Furat al-Wafaa, an independent journalist formerly with the Raqqa is Being Slaughtered Silently campaign who is currently in the province’s countryside, agreed: “An armed group sneaking into the area where the assassinations occurred is almost impossible.”

“If that is indeed the case, it represents a big development in the operations against the Islamic State inside Raqqa,” he added.

Five IS fighters were killed in Sunday’s operation, including one non-Syrian, Husam Isa, a journalist with Raqqa is Being Slaughtered Silently told Syria Direct Wednesday. In the aftermath of the attack, the Islamic State executed a civilian and a member of its own Islamic Police (a-Shurta al-Islamiya) in the nearby town of Tabqa, reported pro-opposition al-Etihad Press.

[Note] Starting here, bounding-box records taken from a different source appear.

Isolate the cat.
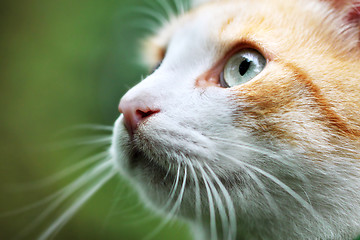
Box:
[110,0,360,240]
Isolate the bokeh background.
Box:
[0,0,190,240]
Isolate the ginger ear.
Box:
[320,0,360,45]
[322,0,360,25]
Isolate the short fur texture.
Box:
[111,0,360,240]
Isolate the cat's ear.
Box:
[191,0,213,8]
[321,0,360,47]
[322,0,360,27]
[323,0,360,21]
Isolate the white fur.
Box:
[111,0,360,240]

“As tends to happen after every assassination operation, IS closed off everything in the area and is trying to prevent anyone from getting to the location,” said Isa. The site of the attack, the Euphrates Dam, is located just north of Tabqa city, which falls approximately 40km west of Raqqa.

A spokesman for Liwa Thuwwar Raqqa, the only major opposition group considered to have serious designs on Raqqa city, agreed that the assassination was likely carried out by IS members. Anti-IS sleeper cell activity in Raqqa is “very light, ” said Abu Muadh A-Raqqawi, connecting the  the event to what he described as “differences within Islamic State ranks.”

“IS’s repeated setbacks on the battlefield, and the differences within their ranks, especially between local and foreign fighters, proves the existence of internal assassination attempts,” the spokesman added.

“Most of the new IS fighters don’t join because they love the group,” said rebel commander Abu Iskander.

“They can’t find work to provide for their needs.”